On 12 October 2016 at 17:03, Dietmar Eggemann dietmar.eggemann@arm.com wrote:
On 26/09/16 13:19, Vincent Guittot wrote:
A task can be asynchronously detached from cfs_rq when migrating between CPUs. The load of the migrated task is then removed from source cfs_rq during its next update. We use this event to set propagation flag.
During the load balance, we take advanatge of the update of blocked load to we propagate any pending changes.
IMHO, it would be a good idea to mention that '2/7 sched: fix hierarchical order in rq->leaf_cfs_rq_list' is a hard requirement for this to work.
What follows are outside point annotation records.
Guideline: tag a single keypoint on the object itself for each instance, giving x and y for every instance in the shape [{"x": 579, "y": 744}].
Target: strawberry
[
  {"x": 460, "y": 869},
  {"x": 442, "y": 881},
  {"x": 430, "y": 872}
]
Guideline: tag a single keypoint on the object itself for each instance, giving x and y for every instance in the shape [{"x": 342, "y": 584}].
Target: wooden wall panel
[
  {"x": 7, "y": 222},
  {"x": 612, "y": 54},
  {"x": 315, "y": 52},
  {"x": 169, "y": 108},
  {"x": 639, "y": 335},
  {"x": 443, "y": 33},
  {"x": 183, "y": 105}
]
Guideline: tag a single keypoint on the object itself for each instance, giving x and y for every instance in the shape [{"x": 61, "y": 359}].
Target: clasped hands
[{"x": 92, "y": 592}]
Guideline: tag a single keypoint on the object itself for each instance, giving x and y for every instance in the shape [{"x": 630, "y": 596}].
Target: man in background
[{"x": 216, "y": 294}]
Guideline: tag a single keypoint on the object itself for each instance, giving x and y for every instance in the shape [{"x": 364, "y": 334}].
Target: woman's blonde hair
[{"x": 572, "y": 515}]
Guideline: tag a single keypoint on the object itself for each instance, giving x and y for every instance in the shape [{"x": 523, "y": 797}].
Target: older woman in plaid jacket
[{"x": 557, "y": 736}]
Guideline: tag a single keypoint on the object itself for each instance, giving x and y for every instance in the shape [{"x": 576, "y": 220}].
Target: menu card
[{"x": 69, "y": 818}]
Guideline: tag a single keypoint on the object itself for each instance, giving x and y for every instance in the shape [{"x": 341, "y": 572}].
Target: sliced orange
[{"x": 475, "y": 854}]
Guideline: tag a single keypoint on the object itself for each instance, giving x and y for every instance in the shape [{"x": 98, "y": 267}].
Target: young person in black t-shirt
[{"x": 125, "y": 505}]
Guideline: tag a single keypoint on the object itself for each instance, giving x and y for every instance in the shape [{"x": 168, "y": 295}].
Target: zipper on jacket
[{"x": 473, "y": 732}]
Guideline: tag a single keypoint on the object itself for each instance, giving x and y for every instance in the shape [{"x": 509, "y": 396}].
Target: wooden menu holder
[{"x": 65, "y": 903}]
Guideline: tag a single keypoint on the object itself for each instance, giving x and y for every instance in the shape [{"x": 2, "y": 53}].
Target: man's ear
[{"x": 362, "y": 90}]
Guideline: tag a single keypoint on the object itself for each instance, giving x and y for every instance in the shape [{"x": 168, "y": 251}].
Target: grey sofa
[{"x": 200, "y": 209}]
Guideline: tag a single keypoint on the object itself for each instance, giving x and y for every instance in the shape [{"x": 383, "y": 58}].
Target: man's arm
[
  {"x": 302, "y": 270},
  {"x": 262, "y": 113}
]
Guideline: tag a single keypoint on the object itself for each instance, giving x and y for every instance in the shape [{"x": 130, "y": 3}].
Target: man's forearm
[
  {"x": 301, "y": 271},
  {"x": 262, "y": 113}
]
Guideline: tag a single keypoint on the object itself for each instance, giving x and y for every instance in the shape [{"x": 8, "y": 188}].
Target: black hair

The functionality relies on the order of cfs_rq's (top to root) in the rq->leaf_cfs_rq_list list.
yes. i will add a comment
Signed-off-by: Vincent Guittot vincent.guittot@linaro.org
kernel/sched/fair.c | 6 ++++++ 1 file changed, 6 insertions(+)
diff --git a/kernel/sched/fair.c b/kernel/sched/fair.c index 8ba500f..bd3b6b9 100644 --- a/kernel/sched/fair.c +++ b/kernel/sched/fair.c @@ -3221,6 +3221,7 @@ update_cfs_rq_load_avg(u64 now, struct cfs_rq *cfs_rq, bool update_freq) sub_positive(&sa->load_avg, r); sub_positive(&sa->load_sum, r * LOAD_AVG_MAX); removed_load = 1;
set_tg_cfs_propagate(cfs_rq); } if (atomic_long_read(&cfs_rq->removed_util_avg)) {
@@ -3228,6 +3229,7 @@ update_cfs_rq_load_avg(u64 now, struct cfs_rq *cfs_rq, bool update_freq) sub_positive(&sa->util_avg, r); sub_positive(&sa->util_sum, r * LOAD_AVG_MAX); removed_util = 1;
set_tg_cfs_propagate(cfs_rq); } decayed = __update_load_avg(now, cpu_of(rq_of(cfs_rq)), sa,
@@ -6607,6 +6609,10 @@ static void update_blocked_averages(int cpu)
if (update_cfs_rq_load_avg(cfs_rq_clock_task(cfs_rq), cfs_rq, true)) update_tg_load_avg(cfs_rq, 0);
/* Propagate pending load changes to the parent */
if (cfs_rq->tg->se[cpu])
update_load_avg(cfs_rq->tg->se[cpu], 0);
In my test (1 task (run/period: 8ms/16ms) in tg_root->tg_x->tg_y->*tg_z* and oscillating between cpu1 and cpu2) the cfs_rq related signals are nicely going down to 0 after the task has left the cpu but it doesn't seem to be the case for the corresponding se (cfs_rq->tg->se[cpu])?
strange because such use case is part of the functional tests that I run and it was working fine according to last test that I did
It should actually work correctly because of the update_tg_cfs_util/load() calls in update_load_avg(cfs_rq->tg->se[cpu], 0)->propagate_entity_load_avg()
Furthermore, the update of the parent cfs_rq tg_x->cfs_rq[cpu] uses the delta between previous and new value for the child tg_y->se[cpu]. So it means that if tg_x->cfs_rq[cpu]->avg.load_avg goes down to 0, tg_y->se[cpu]->avg.load_avg has at least changed and most probably goes down to 0 too
Can't it be a misplaced trace point ?
[...]